Barack Obama's election to this country's highest office powerfully shattered a centuries-old racial glass ceiling. But we must not be tricked into thinking that this inspiring milestone means we have dismantled all structures of racial discrimination in America, or that we can take a breather from the tireless fight for racial justice.
Fighting against individual acts of intentional discrimination is important, but the real cause of persistent segregation is institutional discrimination. In Maryland, racial bias was long explicit; institutions were segregated by state law. And Jim Crow had a strong grip, because the very institutions that determine how well we live our lives - the education, housing, employment and criminal justice systems - still bear the legacy of long-entrenched and intractable patterns of racially conscious decisions.
For instance, decades of institutional segregation in housing and education still trap children and families in inferior schools and under-resourced neighborhoods. Much current public housing was built as "Negro" housing - and is still occupied almost entirely by black families. And beginning in the 1930s, the Federal Housing Administration underwrote white flight to the suburbs, while redlining African-American families into the poorest, most segregated parts of cities. Though progress has been made - and Baltimore schools have even seen the beginnings of a reversal of white flight in recent years - upending decades of segregation and deprivation does not happen overnight.
Justice also requires eliminating the "school-to-prison pipeline," which prioritizes harsh discipline and incarceration, pushing far too many minority children out of the educational system altogether. Numerous studies from the past three decades reveal that students of color are consistently and disproportionately subjected to severe disciplinary procedures for less serious behavior than white students. Baltimore's school system has begun to address this problem institutionally by revising its discipline code to support student behavior changes and offer alternatives to suspension. But there is more to do.
We must take aim at our bloated criminal justice system, which continues to disproportionately police, prosecute and lock up people of color. Data from 2005 produced by the Bureau of Justice Statistics (but suppressed by the U.S. Department of Justice) show, for example, that nationwide, African-Americans are more likely to be stopped by police but are less likely to be found carrying contraband. In Baltimore, the American Civil Liberties Union is in court to end the pervasive and continuing practice of police officers' arresting without probable cause thousands of mostly African-Americans and then releasing them without charge.
Nationwide, 1.4 million African-American men are denied the fundamental right to vote because of felony convictions, even after paying their debt to society - a legacy of the post-Civil War era, when white Southerners scrambled to keep newly enfranchised African-Americans from voting. To its credit, the Maryland legislature repealed the state's lifetime voting ban for people with felony convictions in 2007, restoring the right to vote to 52,000 citizens.
Institutional racism is a monument to Jim Crow that must be demolished brick by brick. And we must simultaneously use all the tools in the toolbox to pursue racial justice: the courts, the legislatures and grass-roots organizing. This past election season, that kind of effort warded off a systematic assault on equal opportunity programs. Affirmative action survived in many states, including Maryland, and will be one of many tools for continuing to open doors for women and people of color.

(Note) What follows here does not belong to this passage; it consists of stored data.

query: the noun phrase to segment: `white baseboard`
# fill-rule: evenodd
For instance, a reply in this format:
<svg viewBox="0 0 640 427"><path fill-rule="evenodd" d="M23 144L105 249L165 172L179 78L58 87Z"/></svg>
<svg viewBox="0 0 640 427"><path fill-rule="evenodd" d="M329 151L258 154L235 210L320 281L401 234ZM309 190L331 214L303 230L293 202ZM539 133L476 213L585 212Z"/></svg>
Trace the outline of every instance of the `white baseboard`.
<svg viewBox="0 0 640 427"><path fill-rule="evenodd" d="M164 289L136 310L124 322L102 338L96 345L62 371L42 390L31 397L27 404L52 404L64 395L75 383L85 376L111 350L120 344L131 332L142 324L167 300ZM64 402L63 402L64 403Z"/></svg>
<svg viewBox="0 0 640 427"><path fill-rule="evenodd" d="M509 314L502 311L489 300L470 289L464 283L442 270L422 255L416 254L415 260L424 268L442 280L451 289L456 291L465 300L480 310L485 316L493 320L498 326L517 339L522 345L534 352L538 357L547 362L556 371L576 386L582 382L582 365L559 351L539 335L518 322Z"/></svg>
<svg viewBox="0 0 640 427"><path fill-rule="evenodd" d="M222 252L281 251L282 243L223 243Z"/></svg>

During his victory speech on election night, Mr. Obama said: "This victory alone is not the change we seek. It is only the chance for us to make that change. ... America, we have come so far. We have seen so much. But there is so much more to do."
Assessing the state of racial justice in America goes far beyond determining whether a black man can become president. It requires us to identify and dismantle structures of racism and inequality, and empower all communities to demand full equality.